February 11, 2012
Mark 8:1-10 is a truly didactic moment for the contemporary society as well as the person seeking to know and understand the teacher and Son of God that we call Jesus. Again Mark puts before us a major event for the Gentiles in Gentile territory. It is Mark's second account of a multiplication of loaves moment. Some 3000 Gentiles were brought together. They, like the Jewish crowd in Mark's first mass feeding event, are without adequate food. They are hungry in both a spiritual and a physical sense. Jesus uses this particular human need to address the second but primary hunger in their lives. It is the same for us today.

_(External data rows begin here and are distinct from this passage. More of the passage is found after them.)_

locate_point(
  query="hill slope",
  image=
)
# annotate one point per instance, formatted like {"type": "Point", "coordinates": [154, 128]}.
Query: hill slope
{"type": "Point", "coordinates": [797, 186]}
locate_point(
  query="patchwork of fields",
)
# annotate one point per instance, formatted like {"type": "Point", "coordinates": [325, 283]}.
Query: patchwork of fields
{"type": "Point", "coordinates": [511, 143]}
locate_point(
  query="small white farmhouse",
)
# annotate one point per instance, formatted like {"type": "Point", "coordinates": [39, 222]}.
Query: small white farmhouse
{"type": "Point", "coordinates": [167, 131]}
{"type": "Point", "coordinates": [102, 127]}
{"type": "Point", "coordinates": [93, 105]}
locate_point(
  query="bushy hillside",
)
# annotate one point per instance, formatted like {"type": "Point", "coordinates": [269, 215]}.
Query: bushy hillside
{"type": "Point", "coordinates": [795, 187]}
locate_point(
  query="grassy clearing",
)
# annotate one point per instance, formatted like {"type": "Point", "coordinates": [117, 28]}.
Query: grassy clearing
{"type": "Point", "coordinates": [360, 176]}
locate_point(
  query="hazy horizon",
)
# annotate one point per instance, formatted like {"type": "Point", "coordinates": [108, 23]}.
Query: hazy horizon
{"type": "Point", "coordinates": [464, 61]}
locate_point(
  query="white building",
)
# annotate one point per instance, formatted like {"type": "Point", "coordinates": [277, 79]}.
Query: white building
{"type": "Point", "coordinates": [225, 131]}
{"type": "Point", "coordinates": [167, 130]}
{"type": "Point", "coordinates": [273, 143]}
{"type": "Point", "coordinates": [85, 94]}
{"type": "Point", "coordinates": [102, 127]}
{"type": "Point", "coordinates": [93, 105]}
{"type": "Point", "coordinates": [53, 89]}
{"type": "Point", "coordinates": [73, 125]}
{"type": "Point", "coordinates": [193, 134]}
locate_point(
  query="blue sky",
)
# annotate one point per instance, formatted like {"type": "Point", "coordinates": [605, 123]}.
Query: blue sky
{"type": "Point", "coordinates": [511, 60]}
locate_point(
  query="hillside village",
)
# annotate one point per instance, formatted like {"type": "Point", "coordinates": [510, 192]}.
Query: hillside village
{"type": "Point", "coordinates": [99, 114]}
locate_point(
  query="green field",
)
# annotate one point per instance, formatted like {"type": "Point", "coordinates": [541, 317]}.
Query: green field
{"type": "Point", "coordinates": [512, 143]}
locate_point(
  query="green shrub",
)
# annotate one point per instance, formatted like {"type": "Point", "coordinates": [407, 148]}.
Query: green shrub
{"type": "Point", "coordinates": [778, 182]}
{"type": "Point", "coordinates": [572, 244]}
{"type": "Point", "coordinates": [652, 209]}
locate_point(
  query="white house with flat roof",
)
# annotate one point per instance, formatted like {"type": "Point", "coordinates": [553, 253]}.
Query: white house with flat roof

Jesus shows us his humanity: "I feel compassion for these people.... They will collapse on the way." We meed to recognize that to follow Jesus on his way requires spiritual nourishment. It is the food of the soul that enables us to walk the walk with him. And as with this experience of the Gentiles where will the folks following Jesus get the nourishment they want and need? Even the disciples with Jesus seem to be lacking of Jesus and his powers, his desire to be God's gift to his people. Scripture scholars believe Mark portrays the disciples as lacking in their fully knowing Jesus for one particular reason: these men are symbolic of each of us.
The disciples do find a minimal amount of food among the Gentiles gathered around Jesus. But what can that do to feed so many? Jesus takes what they have and gives thanks for that much, breaks it up and has the disciples begin to distribute the food ... again a food that never is depleted.
Imagine seven loaves and a few fish feeding even a family fourth of July celebration! It just doesn't happen. This seems impossible for Jesus. Yet, as we read in Mark's account, there were seven baskets left over. Think of the money you would save on your July 4th event if you could multiply like Jesus! (Saturday morning humor!!!) What we should understand, however, is how abundant is God's care for those seeking to know him.
Now one might imagine that the crowd would gather around this miracle worker. But Jesus does not allow it. "He sent them away and, immediately, getting into the boat with his disciples, went to the region of Jewish Dalmanutha." Here is Jesus the teaching once again. He taught the people by means of the miracle. It was sufficient. He left no room for his antagonists to accuse him of being a self-aggrandizing preacher.
This brings to mind a particular prayer from my early days of formation. Leave it to Ignatius to produce a prayer that so abundantly satisfies many of our moments in the course of a day.
Lord, teach me to give and not count the cost;
to labor and not to seek reward
save that I know I have done your will.